Dress code affects students unevenly


Many schools go without a dress code, an option that should be considered if the school won’t equally dress code it’s students. Dress codes can be harmful to schools when they begin to police students bodies, and more school should consider removing their dress codes in Minneapolis. Graphic by Lil Crawford

Lil Crawford, Staff Writer

The dress code here at South High is far from perfect. It has tons of flaws and it affects people differently like female bodied students, male bodied students, students of color and white students.

As of last year I was wearing one of my favorite skirts, a pencil skirt, and leggings. The skirt was down to just above the knee if not right on. Later that day towards sixth hour transitioning into seventh, I was late to class and I passed by a hall administrator who told me that my skirt was too short and I should change it or be dress coded. This was my first conflict with anyone at South, administration or teacher so of course, I altered the skirt so that it was longer.

Gladly, I was not sent home but different stories were shared with me. A sophomore student I spoke with shared her thoughts and story: “I’ve been dress coded twice, and I think it got a little better even though I haven’t read the updated one yet, but [it’s] still unfair.”

Later asking about if the student thought if the dress code affects people differently, the student went on to say :“definitely, also the size of people such as different body types.  Like if I have a bigger chest size and I wear a tank top, I’m more likely to be dress coded.”

Then later going on to share her direct experiences with the dress code she mentioned: “It was last year and I was wearing a green shirt that was semi-cropped and high waisted jeans, so my stomach was not showing and I had a sweatshirt tied around my waist, and the former assistant principal told me to cover up, so I did.”

Progressing into her second story, the student shared another negative experience with the dress code at South. “I was coming into lunch a little late, I was wearing leggings and a shirt that covered everything, and the woman at the front desk said -Girl you’re hanging out all over the place, those aren’t pants-. So I borrowed a sweatshirt from someone and tied it around my waist, then she proceeded to tell me that my shirt was too short,” she commented.

Speaking with Assistant Principal Reynoldes she first stated that she had not been apart of any discussion on the dress code therefore :“I’m probably going to have to lean on what it says”. Having this be her first year this was understandable, we later discussed the changes that were made over the past year.
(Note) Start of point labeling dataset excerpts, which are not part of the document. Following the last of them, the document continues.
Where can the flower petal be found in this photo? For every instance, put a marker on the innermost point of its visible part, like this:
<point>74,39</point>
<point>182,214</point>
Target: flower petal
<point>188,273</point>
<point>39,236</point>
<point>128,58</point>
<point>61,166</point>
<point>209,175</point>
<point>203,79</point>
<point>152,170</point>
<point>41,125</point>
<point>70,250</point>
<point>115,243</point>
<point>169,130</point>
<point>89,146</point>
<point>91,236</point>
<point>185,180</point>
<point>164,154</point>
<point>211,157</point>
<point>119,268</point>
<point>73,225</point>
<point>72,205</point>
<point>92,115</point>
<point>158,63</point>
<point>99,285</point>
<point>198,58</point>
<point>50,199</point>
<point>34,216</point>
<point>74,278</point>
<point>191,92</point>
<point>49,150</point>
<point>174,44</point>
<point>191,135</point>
The dress code changed a little bit over the past year, mainly removing halter tops and low cut shirts from the list which is a step in the right direction.

Asking Reynoldes what dress coding she had experienced or witnessed she commented : “I can’t speak for the white versus students of color, as I haven’t witnessed this hands on but that doesn’t mean it’s not happening, but I’ve taken upon the body types, she was a little more curvaceous and I really saw this from her perspective, thin female bodied people would walk around with mid drifts on and nothing would happen. After that happened I really walked into school the next day with a new perspective, as of right now it’s like we’re at a crossroads”.

Then after having a very opinionated and deep discussion Reynoldes continued with :“ I believe that the dress code gets in the way with pure interaction with students, and I think it’s a road block”. The dress code, as of right now is tolerable but we need it to affect all students rather than one group.